More than a week ago, as Jestin and family members trekked along an overgrown trail about 5 miles from the nearest trailhead, they heard calls for help from a rocky ravine below.
“Thanks to his medical training, support from other hikers, volunteers with Wallowa County Search and Rescue and a nighttime response from Whitefish, Montana-based Two Bear Air, the hiker was safely removed from a rocky cliff by helicopter late at night,” said Wildland Firefighter and Public Information Volunteer Alissa Cordner in a release.
“Local firefighters and emergency responders are a valuable resource for our community. Their extensive training, medical skills and ability to stay calm under pressure mean they can respond and help in times of need, even while off duty,” she said.
A paramedic of more than 10 years, Jestin led the challenging rescue on Aug. 21. He’s always equipped with a first aid kit, and only that morning had added extra rolls of gauze and triangle bandages.
Jestin scrambled down to the injured hiker and her two dogs, introduced himself as a paramedic and said her face revealed a look of “immediate relief.”
“Because the hiker had not told anyone where she was going that day, it is unknown how long she would have remained at the bottom of the ravine before others noticed and were able to help,” Alissa said.
He tended to her wounds and immobilized her badly broken arm. Then, with family help, Jestin and the hiker climbed hundreds of feet back to the main trail around 6 p.m.
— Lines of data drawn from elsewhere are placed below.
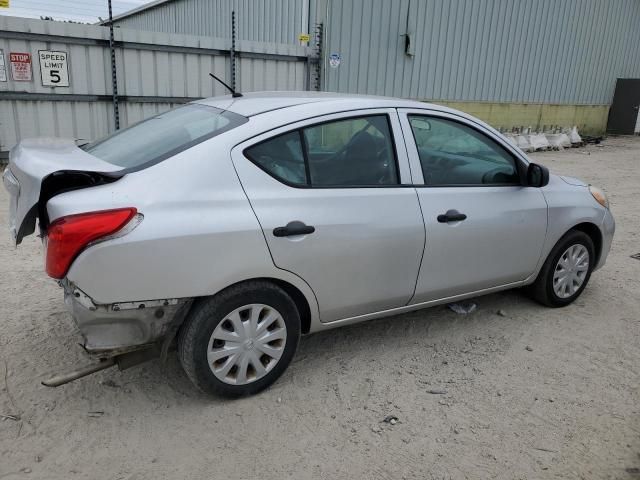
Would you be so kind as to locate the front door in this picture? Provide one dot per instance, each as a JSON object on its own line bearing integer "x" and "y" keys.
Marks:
{"x": 334, "y": 200}
{"x": 624, "y": 114}
{"x": 483, "y": 228}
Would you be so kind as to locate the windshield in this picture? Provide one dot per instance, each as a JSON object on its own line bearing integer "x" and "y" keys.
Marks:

They called Wallowa County dispatch and talked to the on-call search and rescue incident commander.
Jestin previously worked for LifeFlight in Pendleton before hiring on full time at District 4 and knew how to assess the need for helicopter rescue. The county organized a hoist rescue from the Montana company. The Goodson family stayed with the injured hiker long after sunset.
Several Wallowa County Search and Rescue volunteers hiked in additional medical supplies, allowing Jestin to more thoroughly splint the broken bone. The helicopter arrived to lift the hiker off the side of the mountain at around 11 p.m.
Guided by headlamp, Jestin and family members then continued their backpacking trip.
“This was the first time Goodson had participated in a backcountry medical response, and he credits his high-level emergency medical training and years of experience for his ability to stay focused and provide high-level care,” Alissa said.
“It’s my moral responsibility, that even when I’m off duty, I’m always ready to provide care and comfort,” Jestin said.
First responders can attend to all types of emergencies and accidents because of extensive coursework required of EMTs and paramedics, combined with dozens of hours of required annual training for recertification, Alissa said.
Alissa said Jestin is one of eight paramedics and nearly 50 with EMT-level training at Walla Walla County Fire District 4. Approximately 65-70% of the calls that District 4 responds to are medical calls, according to Chief Rocky Eastman.
While he is most familiar with the ways that District 4 members respond to incidents in Walla Walla County, Rocky said Jestin’s actions exemplify those of the fire service.
“That shows the compassion and dedication that our members have to serve, no matter where they’re at.”